Biyomerkezcilik, bir bakıma, teorik fiziğe ve savunucularına meydan okur. Lanza şöyle yazıyor: “Açık büfelerde üzerlerine yiyecek damlatma eğiliminde olsalar bile, teorik fizikçilerin parlak insanlar olduklarını kabul etmek bir şeydir. Ama bir noktada, neredeyse herkes şöyle düşündü ya da en azından hissetti: Bu gerçekten işe yaramıyor. Bu temel hiçbir şeyi açıklamıyor, gerçekten değil.”
“Bilim adamları, evrenin atomlardan yıldızlara kadar içerdiği her şeyin sadece bizim için özel olarak yapılmış gibi görünmesini sağlayan uzun bir özellik listesine sahip olduğunu keşfettiler” diye açıklıyor. gelişebileceği ortamı kendisi tasarlamıştır.
Biyomerkezciliğin arkasındaki bilim
Tıpta Nobel ödüllü E. Donald Thomas Lanza’nın çalışmasını şu sözlerle kabul etti: “Hiçbir kısa açıklama, böylesine bilimsel bir çalışmanın hakkını veremez. Çalışma, biyolojiyi bütünü birleştirmede merkezi role getiren bilimsel bir bilim ve felsefe değerlendirmesidir.” Lanza’nın argümanları, iki delikli test gibi bilimsel ilkelere ve deneylere dayanmaktadır.
1920’lerden bu yana yapılan araştırmalar, “Gözlemci, sonucu kritik bir şekilde etkiler. Bir elektronun hem bir parçacık hem de bir dalga olduğu ortaya çıkar, ancak böyle bir parçacığın nasıl ve daha da önemlisi nerede konumlanacağı, gözlem eylemine bağlıdır.
Emerson Experience adlı makalesinde şöyle yazdı: “Doğrudan değil, dolaylı olarak gördüğümüzü ve olduğumuz bu renkli ve çarpık mercekleri düzeltmenin veya hatalarının miktarını hesaplamanın hiçbir yolu olmadığını öğrendik. Belki de bu konu merceklerinin yaratıcı bir gücü vardır; belki de hiçbir nesne yoktur.”
Buna dayanarak biyomerkezcilik, evrene biçim ve varlık verenin hayvanın yaratıcı gücü olduğunu ve “evren ve parametrelerinin basitçe hayvan varoluşunun uzam-zamansal mantığını yansıttığını” öne sürer.
Biyomerkezcilik sözde bilim midir?
Biyomerkezciliğin ampirik kanıtı var mı? Hayır. Bilincin kökenini kırmadan biyomerkezcilik hipotezini ampirik olarak kanıtlamak imkansızdır. Biyomerkezcilik herhangi bir test edilebilir öngörü sundu mu? Henüz değil.
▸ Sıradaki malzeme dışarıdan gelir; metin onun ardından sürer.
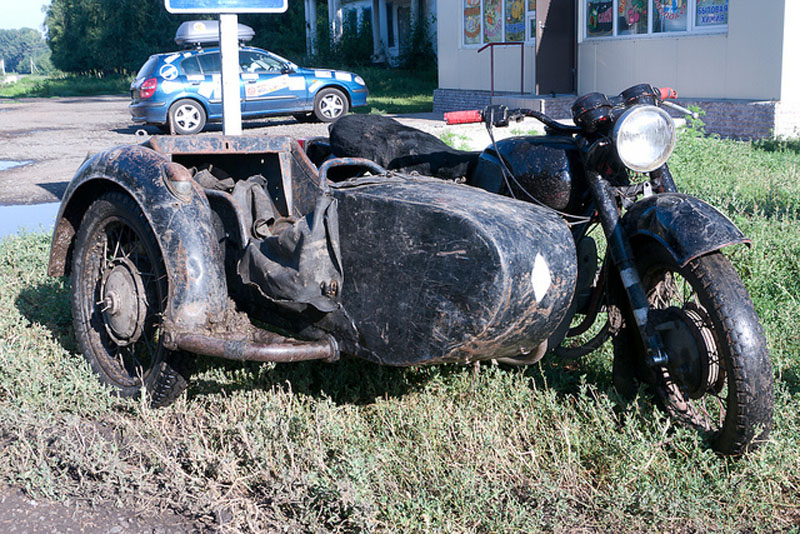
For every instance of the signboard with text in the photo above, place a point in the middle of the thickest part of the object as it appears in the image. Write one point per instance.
(226, 6)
Ama tamamen çürütülebilir mi? Tam olarak değil. Uyuşmazlıkları olsa ve Lanza’nın çalışması çözüm sağladığından daha fazla soru yaratsa da, bakış açısının kendisinde bir değer olmadığını mutlaka doğrulamaz. Daha fazla araştırma henüz yeni ufuklar açabilir. Bu yeni bir düşünme biçimi ve kesinlikle araştırmadaki adil payını hak ediyor.